Box plots showing the predictive ability for malting quality traits using single trait (ST) and multi-trait (MT) prediction models for the experiments conducted in 2015 in three locations (EELE, EEMAC, and MOSA) and for the combined experiments in 2015 (ALL15) and all (ALL). ALL, agronomic traits from all nine experiments combined and malting traits from the ALL15; CV1, predicting new lines with genotypic information only; and CV2, predicting partially phenotyped lines by using genotypic and phenotypic information from all traits from individuals in the training set, and genotypic and phenotypic information from other correlated traits in the testing set.

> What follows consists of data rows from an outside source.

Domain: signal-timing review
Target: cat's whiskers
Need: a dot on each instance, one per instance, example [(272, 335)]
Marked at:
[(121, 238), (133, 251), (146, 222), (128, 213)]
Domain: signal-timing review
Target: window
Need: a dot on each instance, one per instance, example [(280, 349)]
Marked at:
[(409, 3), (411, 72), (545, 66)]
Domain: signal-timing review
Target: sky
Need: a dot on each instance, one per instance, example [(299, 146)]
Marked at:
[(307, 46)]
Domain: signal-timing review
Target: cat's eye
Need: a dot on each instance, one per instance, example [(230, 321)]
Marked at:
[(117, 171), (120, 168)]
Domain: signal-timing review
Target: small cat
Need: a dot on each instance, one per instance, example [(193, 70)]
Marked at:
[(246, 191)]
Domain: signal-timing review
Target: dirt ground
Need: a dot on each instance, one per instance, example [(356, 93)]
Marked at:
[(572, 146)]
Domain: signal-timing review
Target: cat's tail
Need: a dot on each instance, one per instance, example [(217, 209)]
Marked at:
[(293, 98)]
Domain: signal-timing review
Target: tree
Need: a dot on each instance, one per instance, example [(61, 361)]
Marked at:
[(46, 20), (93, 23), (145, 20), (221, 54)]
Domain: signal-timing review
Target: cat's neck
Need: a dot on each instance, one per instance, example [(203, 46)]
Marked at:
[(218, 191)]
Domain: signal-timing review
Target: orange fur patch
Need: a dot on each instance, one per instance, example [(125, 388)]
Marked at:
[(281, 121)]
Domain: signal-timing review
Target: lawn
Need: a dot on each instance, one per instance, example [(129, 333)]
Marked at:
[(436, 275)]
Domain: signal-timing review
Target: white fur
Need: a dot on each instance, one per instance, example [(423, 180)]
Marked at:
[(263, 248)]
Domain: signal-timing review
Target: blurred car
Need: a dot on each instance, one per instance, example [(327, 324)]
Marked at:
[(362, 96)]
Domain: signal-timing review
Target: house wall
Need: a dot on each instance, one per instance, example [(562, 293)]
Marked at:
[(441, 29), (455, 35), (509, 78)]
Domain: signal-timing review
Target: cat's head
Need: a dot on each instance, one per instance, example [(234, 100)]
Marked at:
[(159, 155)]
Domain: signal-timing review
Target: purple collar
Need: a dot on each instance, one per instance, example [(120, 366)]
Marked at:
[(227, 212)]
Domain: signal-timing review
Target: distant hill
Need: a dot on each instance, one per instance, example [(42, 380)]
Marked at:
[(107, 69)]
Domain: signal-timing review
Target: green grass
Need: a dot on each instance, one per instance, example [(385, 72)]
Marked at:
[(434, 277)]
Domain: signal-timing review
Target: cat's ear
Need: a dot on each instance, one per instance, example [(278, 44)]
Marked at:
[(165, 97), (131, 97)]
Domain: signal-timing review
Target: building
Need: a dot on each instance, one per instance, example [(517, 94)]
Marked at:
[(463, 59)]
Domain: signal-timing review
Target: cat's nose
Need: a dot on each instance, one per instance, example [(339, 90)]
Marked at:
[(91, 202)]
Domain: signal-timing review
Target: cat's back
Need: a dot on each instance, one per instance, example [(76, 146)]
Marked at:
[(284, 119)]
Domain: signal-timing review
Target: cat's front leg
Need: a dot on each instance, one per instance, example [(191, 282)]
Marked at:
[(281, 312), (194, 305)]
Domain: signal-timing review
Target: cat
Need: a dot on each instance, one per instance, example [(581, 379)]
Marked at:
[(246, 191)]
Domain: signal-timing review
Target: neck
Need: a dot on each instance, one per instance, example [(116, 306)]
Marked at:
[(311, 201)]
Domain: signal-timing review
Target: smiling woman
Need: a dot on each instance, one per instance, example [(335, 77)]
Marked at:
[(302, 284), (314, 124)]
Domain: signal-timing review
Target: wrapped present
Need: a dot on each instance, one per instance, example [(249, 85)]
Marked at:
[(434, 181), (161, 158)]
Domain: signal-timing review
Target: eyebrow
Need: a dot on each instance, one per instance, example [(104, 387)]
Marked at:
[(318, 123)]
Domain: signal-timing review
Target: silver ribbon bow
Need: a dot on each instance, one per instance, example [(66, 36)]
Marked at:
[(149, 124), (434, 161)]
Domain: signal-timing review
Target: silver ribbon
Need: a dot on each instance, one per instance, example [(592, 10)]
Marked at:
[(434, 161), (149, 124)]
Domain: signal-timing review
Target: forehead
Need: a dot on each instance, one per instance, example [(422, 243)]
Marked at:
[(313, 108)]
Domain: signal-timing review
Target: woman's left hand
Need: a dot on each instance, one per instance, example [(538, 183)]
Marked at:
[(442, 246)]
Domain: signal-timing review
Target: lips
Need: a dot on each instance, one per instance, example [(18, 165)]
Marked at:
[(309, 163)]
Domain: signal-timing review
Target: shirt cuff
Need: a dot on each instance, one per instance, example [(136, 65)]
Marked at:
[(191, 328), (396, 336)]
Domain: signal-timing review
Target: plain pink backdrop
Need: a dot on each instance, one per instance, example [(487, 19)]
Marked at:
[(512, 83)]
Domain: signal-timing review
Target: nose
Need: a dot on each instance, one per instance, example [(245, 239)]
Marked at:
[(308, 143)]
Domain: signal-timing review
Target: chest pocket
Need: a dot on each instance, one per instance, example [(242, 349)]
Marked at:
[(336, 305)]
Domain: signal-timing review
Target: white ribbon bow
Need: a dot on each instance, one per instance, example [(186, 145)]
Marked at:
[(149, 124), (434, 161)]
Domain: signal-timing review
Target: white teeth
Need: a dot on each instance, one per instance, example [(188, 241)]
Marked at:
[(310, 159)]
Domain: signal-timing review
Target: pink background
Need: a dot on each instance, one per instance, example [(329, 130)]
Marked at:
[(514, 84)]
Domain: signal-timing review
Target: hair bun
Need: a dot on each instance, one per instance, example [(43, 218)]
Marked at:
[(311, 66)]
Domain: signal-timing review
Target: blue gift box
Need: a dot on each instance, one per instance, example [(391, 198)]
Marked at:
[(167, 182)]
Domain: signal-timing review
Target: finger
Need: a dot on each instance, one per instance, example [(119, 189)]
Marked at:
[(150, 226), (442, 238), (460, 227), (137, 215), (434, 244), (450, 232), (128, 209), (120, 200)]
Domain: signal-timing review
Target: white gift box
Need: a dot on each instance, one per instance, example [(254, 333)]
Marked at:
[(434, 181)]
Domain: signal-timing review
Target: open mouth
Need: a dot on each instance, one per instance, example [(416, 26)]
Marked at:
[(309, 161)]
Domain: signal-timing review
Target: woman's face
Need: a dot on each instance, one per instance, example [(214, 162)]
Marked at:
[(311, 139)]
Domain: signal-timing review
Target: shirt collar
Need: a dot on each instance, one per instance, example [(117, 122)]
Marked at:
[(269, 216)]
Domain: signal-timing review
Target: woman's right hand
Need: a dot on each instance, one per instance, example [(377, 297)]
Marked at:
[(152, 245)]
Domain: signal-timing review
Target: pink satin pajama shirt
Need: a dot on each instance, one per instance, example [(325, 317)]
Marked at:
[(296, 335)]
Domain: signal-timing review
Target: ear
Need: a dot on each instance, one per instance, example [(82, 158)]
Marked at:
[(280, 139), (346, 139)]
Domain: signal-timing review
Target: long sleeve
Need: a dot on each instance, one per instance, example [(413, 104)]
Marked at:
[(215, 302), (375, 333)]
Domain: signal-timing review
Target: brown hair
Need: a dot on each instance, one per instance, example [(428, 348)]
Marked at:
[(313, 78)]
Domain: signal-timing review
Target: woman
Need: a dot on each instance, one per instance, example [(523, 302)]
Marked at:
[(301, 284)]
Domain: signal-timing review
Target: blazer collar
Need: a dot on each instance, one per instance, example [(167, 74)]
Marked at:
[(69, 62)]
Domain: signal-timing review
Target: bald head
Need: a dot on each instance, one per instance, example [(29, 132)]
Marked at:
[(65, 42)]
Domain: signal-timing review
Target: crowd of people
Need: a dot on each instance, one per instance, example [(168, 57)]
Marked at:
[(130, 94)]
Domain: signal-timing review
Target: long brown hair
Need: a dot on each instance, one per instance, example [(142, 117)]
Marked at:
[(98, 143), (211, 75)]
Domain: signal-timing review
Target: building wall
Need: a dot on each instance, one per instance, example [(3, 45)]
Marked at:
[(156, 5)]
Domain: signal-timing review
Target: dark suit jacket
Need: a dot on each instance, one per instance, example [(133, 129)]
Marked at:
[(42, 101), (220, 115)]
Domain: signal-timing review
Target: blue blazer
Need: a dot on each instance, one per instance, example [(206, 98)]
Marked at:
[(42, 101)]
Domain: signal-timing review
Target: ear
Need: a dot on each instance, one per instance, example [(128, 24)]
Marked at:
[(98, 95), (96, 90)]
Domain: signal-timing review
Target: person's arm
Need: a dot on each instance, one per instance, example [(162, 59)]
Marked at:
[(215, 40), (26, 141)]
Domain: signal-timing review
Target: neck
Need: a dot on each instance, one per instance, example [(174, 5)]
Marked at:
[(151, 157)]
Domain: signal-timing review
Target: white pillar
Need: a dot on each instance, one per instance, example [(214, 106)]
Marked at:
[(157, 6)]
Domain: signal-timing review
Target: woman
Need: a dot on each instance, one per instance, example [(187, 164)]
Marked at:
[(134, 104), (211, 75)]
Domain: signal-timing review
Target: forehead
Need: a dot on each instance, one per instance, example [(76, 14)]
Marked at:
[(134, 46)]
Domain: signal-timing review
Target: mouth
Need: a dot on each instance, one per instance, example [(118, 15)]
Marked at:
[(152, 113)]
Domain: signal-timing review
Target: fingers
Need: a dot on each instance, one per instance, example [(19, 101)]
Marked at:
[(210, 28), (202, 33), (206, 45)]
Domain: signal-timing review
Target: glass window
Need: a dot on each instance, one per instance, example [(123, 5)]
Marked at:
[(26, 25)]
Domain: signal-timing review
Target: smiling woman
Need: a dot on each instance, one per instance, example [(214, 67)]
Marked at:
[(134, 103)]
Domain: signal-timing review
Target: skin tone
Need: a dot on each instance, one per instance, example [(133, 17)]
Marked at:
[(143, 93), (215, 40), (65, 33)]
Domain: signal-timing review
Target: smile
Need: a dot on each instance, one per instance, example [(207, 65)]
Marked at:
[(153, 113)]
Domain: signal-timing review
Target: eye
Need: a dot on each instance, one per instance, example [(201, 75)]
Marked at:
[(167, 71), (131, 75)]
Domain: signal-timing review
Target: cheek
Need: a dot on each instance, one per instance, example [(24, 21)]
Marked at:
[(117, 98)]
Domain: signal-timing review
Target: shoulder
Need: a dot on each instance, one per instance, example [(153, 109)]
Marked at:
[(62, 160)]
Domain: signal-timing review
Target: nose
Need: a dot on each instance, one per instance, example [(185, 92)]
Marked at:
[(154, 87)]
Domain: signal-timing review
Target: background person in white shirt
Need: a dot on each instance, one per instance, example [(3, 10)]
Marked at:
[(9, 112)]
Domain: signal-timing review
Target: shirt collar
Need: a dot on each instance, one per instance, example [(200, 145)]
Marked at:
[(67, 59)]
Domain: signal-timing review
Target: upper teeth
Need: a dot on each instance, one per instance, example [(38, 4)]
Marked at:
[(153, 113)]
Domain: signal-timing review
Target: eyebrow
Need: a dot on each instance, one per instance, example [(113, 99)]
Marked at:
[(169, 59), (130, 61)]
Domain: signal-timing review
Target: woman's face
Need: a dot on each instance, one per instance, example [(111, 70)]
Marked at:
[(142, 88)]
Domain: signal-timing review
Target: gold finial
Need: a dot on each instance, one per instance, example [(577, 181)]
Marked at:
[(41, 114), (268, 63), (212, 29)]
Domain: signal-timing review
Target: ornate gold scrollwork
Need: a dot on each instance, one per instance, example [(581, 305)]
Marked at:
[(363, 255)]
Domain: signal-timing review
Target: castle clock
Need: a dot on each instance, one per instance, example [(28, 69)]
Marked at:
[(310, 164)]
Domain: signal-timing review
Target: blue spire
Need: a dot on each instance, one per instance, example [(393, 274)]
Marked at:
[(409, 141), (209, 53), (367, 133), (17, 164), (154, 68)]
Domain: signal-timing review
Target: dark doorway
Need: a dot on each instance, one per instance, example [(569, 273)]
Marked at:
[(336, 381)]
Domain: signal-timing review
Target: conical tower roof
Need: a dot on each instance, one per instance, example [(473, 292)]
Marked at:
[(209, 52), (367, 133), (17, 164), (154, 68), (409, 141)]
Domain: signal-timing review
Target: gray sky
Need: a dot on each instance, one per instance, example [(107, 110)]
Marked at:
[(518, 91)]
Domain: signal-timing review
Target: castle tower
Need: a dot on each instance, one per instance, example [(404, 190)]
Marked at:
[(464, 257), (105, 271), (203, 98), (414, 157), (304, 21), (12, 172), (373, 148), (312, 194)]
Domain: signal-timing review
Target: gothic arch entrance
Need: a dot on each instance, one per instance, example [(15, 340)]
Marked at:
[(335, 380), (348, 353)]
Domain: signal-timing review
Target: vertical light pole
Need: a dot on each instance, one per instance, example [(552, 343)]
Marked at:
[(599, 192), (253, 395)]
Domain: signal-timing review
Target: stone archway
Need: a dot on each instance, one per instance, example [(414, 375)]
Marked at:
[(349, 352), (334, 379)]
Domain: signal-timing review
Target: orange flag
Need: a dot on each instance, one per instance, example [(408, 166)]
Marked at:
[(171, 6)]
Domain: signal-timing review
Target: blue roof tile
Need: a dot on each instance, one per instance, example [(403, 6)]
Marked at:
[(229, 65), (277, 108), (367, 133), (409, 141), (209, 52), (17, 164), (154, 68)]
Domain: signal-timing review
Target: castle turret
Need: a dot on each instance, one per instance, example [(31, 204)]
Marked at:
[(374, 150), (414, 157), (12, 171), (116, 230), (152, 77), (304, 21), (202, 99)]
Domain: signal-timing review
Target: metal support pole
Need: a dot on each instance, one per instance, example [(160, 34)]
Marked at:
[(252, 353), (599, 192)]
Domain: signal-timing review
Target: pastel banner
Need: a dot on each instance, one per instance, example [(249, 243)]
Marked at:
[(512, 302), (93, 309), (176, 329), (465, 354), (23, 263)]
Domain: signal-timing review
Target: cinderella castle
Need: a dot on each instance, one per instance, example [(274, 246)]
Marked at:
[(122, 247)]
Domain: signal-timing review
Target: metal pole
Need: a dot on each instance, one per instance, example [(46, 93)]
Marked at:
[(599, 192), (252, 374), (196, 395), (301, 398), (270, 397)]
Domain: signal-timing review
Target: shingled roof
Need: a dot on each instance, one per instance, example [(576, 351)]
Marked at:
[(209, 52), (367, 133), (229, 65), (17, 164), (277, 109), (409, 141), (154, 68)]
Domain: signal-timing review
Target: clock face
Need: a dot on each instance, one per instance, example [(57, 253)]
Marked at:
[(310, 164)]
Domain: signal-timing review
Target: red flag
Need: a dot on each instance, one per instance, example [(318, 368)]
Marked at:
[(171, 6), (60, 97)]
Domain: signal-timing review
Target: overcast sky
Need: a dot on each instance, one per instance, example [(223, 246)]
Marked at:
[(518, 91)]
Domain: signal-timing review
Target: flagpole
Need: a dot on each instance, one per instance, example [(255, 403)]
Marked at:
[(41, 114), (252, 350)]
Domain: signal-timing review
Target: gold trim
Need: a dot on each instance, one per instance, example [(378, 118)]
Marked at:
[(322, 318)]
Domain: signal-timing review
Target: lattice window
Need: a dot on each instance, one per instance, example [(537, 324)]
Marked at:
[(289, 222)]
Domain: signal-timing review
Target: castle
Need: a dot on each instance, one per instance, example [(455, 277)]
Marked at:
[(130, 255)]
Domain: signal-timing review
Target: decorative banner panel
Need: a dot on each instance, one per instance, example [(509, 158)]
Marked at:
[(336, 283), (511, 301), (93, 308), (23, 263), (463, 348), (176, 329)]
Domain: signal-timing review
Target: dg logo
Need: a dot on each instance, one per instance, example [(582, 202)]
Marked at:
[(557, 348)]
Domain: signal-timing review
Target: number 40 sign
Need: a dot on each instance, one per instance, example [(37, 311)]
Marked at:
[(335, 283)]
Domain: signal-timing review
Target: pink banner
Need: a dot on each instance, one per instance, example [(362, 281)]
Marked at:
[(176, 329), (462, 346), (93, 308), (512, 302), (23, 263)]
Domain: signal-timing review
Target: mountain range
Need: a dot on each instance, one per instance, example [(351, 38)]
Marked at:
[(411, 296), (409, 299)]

Predicted traits were: beta-glucan content; malt extract; protein content; and soluble nitrogen; ST represents single trait, AGRO, agronomic traits (grain yield, plumpness, thousand grain weight, and number of grains per square meter) and trait of interest for multi-trait prediction model; A+M, agronomic and malting quality traits; COR1, denotes correlated traits which are soluble nitrogen, thousand grain weight, beta-glucan content, plumpness, and grain protein content; COR2, denotes traits within principal component 1 (PC1), which are grain yield, thousand grain weight, number of grains per square meter, and grain protein content; COR3, traits within PC2 which are beta-glucan content, plumpness, soluble nitrogen, and extract. Treatment combinations were shown in a 5 × 8 rectangle figure where each small rectangle with colors represent the presence (black) or absence (white) of phenotypic information used in the prediction model.